Now that we have created our data objects, it's time to index ("upsert") them into our index!

Since we want to sub-divide our index into language-based `namespaces`, you'll see below that each time we call the `.upsert()` method, we also specify a `namespace` parameter. For our example, each namespace corresponds to the language of the dataset.

We will index our data into our index in small batches of `100`. Read more about batch-indexing [here](#https://docs.pinecone.io/docs/insert-data#batching-upserts).

In [25]:
BATCH_SIZE = 100

def batch_upsert(data: list[dict], index: pinecone.Index, namespace: str):
    """
    Upsert data objects to a Pinecone index in batches.

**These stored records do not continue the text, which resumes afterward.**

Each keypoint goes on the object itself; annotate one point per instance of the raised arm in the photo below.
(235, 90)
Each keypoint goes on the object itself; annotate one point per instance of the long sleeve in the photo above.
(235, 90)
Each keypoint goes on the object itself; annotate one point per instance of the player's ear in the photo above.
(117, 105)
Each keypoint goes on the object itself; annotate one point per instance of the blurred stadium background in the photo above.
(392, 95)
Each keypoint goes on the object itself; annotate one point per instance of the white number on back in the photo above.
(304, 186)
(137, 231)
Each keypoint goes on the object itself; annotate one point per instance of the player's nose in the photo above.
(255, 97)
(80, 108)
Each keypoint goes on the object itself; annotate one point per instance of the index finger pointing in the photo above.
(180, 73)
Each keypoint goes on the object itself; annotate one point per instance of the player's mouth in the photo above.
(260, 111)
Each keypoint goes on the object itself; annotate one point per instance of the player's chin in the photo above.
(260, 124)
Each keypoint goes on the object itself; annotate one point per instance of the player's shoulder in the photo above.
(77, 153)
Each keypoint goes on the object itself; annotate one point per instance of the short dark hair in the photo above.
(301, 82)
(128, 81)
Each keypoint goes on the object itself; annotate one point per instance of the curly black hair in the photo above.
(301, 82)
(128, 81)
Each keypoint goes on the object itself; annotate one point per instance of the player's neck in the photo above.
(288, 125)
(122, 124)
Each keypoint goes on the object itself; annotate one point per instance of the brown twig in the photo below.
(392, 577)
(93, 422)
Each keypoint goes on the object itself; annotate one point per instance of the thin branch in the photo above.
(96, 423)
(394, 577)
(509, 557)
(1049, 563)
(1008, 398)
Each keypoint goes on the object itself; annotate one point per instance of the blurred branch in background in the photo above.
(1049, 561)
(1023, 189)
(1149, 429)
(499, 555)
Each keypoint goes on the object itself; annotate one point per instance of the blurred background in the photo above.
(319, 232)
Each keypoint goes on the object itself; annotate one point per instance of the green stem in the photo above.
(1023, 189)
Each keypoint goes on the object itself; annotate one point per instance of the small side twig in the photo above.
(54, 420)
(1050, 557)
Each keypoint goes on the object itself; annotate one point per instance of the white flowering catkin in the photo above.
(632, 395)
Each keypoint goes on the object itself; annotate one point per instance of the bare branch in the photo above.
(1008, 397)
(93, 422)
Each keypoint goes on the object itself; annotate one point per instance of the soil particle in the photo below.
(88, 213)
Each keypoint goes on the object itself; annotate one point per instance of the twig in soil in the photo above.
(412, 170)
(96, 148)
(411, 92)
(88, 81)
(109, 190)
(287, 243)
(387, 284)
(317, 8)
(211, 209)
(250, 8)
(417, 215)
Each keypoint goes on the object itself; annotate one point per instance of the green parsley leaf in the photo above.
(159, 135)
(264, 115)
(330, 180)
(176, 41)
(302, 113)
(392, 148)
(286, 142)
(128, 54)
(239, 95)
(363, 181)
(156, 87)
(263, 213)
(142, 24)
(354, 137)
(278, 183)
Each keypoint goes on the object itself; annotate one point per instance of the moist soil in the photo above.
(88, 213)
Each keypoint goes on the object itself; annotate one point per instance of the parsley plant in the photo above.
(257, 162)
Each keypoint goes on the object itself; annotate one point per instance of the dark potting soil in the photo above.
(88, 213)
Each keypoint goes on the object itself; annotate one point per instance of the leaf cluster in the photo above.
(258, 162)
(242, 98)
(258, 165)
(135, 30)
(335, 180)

    :param data: Data objects we want to upsert.
    :param index: Index into which we want to upsert our data objects.
    :namespace: Namespace within our index into which we want to upsert our data objects.
    """
    for i in range(0, len(data), BATCH_SIZE):
        batch = data[i:i+BATCH_SIZE]
        # print(batch)
        index.upsert(vectors=batch, namespace=namespace)


# NOTE:
# - In Production, you'll want to have a try/except loop here to catch upsert errors.
# - You'll also likely want to optimize your batching as you scale your data. Parallelization and using generator objects will
#   significantly improve your batch performance.
# - Last, you'll want to confirm that the # of vectors you upsert matches the # of vectors you intend to upsert.

#### English

In [26]:
# English
batch_upsert(data_objs_en, demo_index, 'en')

In [27]:
# Confirm there are indeed 737 vectors added to our index in the 'en' namespace. Perfect!
demo_index.describe_index_stats()

{'dimension': 1536,
 'index_fullness': 0.0,
 'namespaces': {'en': {'vector_count': 737}},
 'total_vector_count': 737}

#### Italian

In [28]:
# Italian
batch_upsert(data_objs_it, demo_index, 'it')

In [29]:
# Confirm there are 490 vectors added to our index in the 'it' namespace
demo_index.describe_index_stats()

{'dimension': 1536,
 'index_fullness': 0.0,
 'namespaces': {'en': {'vector_count': 737}, 'it': {'vector_count': 490}},
 'total_vector_count': 1227}

#### French

In [30]:
# French
batch_upsert(data_objs_fr, demo_index, 'fr')

In [31]:
# Confirm there are 199 vectors added to our index in the 'fr' namespace. Perfect!
demo_index.describe_index_stats()

{'dimension': 1536,
 'index_fullness': 0.0,
 'namespaces': {'en': {'vector_count': 737},
                'fr': {'vector_count': 199},
                'it': {'vector_count': 490}},
 'total_vector_count': 1426}

## Step 5. Query Our Data

Now that we have all of our data objects in our index, it's time for the fun part: querying.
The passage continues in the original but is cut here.